The more I’ve thought about this, the more I keep coming back to one key principle: could this help data breach victims? Would it reduce the number of accounts they’ve reused credentials across getting compromised and increase their awareness of the risks they face? It’s an emphatic “yes” and the remaining questions about whether this should happen or not are related to the downsides. Would this violate their privacy? That’s largely dependent on how the organisation I send this to handles it. Could it be done securely? Certainly we have mechanisms to transfer data in a highly secure fashion, it potentially wouldn’t even need to touch the Azure-based HIBP service (i.e. could be distributed directly from the environment in which the processing is done).
Here’s what I’d like from you: On balance, is this a good thing for data breach victims? Which organisations should have access to this data? What controls would you put in place? Is this something that would be valuable to your organisation? Anything else?

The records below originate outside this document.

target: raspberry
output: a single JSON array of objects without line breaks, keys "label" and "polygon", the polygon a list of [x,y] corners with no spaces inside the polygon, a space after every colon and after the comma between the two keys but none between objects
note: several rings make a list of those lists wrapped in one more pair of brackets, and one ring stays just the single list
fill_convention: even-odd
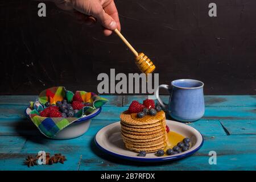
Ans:
[{"label": "raspberry", "polygon": [[82,107],[84,107],[84,105],[81,102],[79,101],[73,101],[72,102],[72,107],[74,110],[78,109],[80,110]]},{"label": "raspberry", "polygon": [[144,106],[138,102],[138,101],[133,101],[128,109],[130,113],[138,113],[143,110]]},{"label": "raspberry", "polygon": [[155,101],[151,99],[146,99],[143,101],[143,105],[148,109],[155,109]]},{"label": "raspberry", "polygon": [[170,131],[170,128],[169,128],[169,126],[168,126],[167,125],[166,125],[166,131],[167,131],[167,133],[169,133],[169,131]]},{"label": "raspberry", "polygon": [[49,109],[50,110],[59,110],[59,107],[57,107],[56,106],[51,106],[46,108],[46,109]]},{"label": "raspberry", "polygon": [[49,117],[51,118],[60,118],[62,117],[61,113],[57,110],[52,110],[49,114]]},{"label": "raspberry", "polygon": [[74,96],[73,97],[73,101],[79,101],[79,102],[84,102],[81,97],[80,93],[79,92],[76,92]]},{"label": "raspberry", "polygon": [[42,116],[42,117],[48,117],[48,113],[47,113],[47,111],[44,110],[41,113],[40,113],[40,116]]}]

If you’ve been following HIBP for any period of time, you’ll know that I’m super cautious around issues of privacy and using the data for good. The last thing I’d ever want is to have all sorts of issues arise that I’d never even thought of. It’s not a small thing either – I’d have to make it a commercial offering – and there’d be a significant time commitment from me not just to build the mechanism but also each and every time I process a data breach. An agreement in place with a consuming organisation would also need to strictly outline how the data may be used, for example only to provide services that improves the security of their existing customers and not to elicit business from new ones. But I think it has the potential to do good things in the right organisations, such as what you see above with Amazon.
Leave your comments below folks or if you want to share anything privately, see the contact page. I’d love to hear your feedback.
Update: Have a read of Nzall's comment about hashing. This sounds like a good model for reducing the risk of abuse as the customer would need to hash and compare each and every email on their end, they could never simply pull the entire list of addresses from the breach.